Überweisung meist in letzter Minute

Anfang des Jahres hatte ein wochenlanger Gaskrieg zwischen Kiew und Moskau um nicht bezahlte Rechnungen zu dramatischen Lieferausfällen auch in Ost- und Westeuropa geführt. Moskau hatte den Gashahn wegen ausbleibender Zahlungen zugedreht. Für Oktober müsse die Ukraine bis zum 7.11. etwa 500 Mio. Dollar (338 Mio. Euro) bezahlen, berichtete die Zeitung "Wremja Nowostej". Der ukrainische Konzern Naftogaz hatte in den vergangenen Monaten oft erst in letzter Minute das Geld an den staatlich kontrollierten russischen Gasriesen Gazprom überwiesen.

Neben der Industrie benötigen vor allem die Haushalte Gas. Erdgas, das vergleichsweise wenig des Treibhausgases Kohlendioxid freisetzt, wird auch zunehmend in Kraftwerken zur Stromerzeugung genutzt. Sein Anteil am Energiebedarf steigt daher seit längerem.

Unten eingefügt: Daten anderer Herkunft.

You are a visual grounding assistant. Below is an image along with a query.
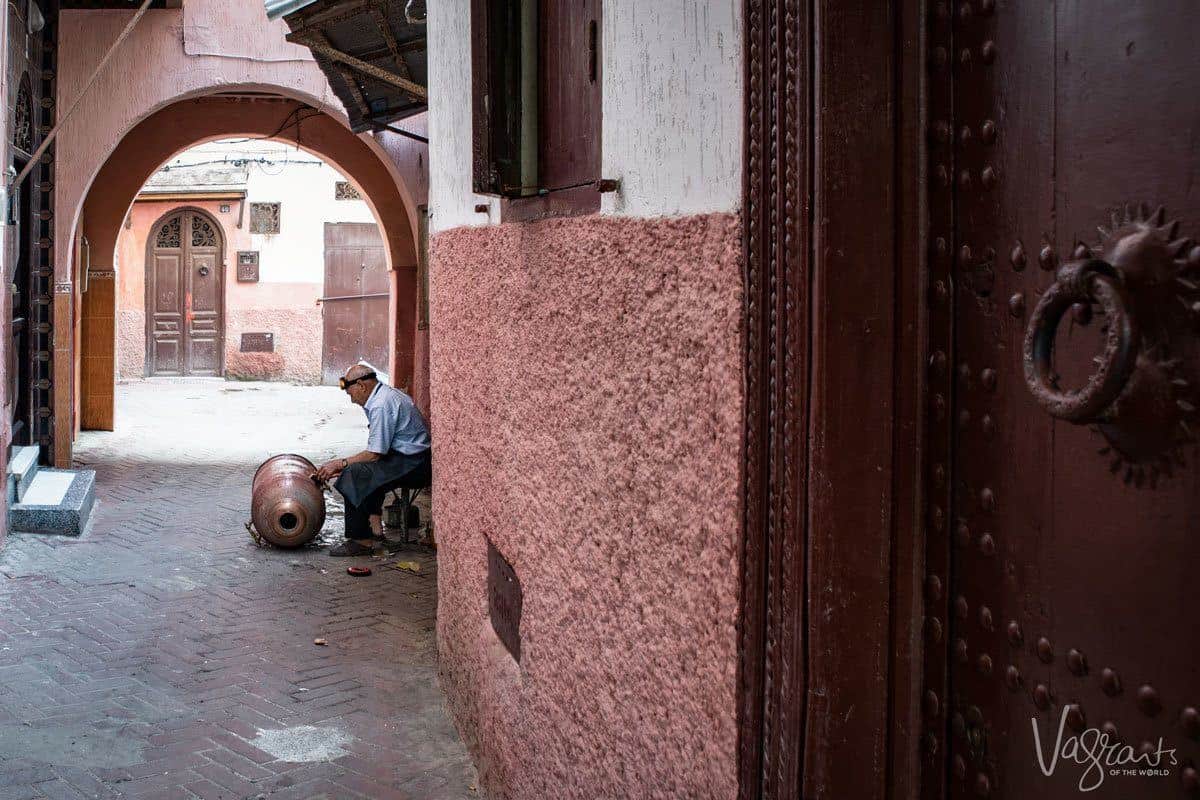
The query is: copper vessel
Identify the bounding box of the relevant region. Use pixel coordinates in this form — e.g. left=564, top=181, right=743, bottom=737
left=250, top=453, right=325, bottom=548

Als Lehre aus den Problemen im vergangenen Jahr hatte die EU verstärkt auf den Ausbau von Speichern vor allem in Osteuropa gedrängt.

Alternative Lieferwege

Europa bezieht etwa ein Fünftel seines Gases über Leitungen durch die Ukraine. Der Gasstreit hatte daher auch zu politischen Streitigkeiten über die wachsende Abhängigkeit vom Gas geführt. Die geplante Ostseepipeline soll eine alternative Versorgungsroute nach Deutschland ohne Transitländer ermöglichen. Bei dem sogenannten Nordstream-Projekt, an dem neben dem russischen Staatskonzern Gazprom unter anderem die deutschen Unternehmen E.ON und BASF beteiligt sind, stehen noch Baugenehmigungen aus einigen Ländern aus.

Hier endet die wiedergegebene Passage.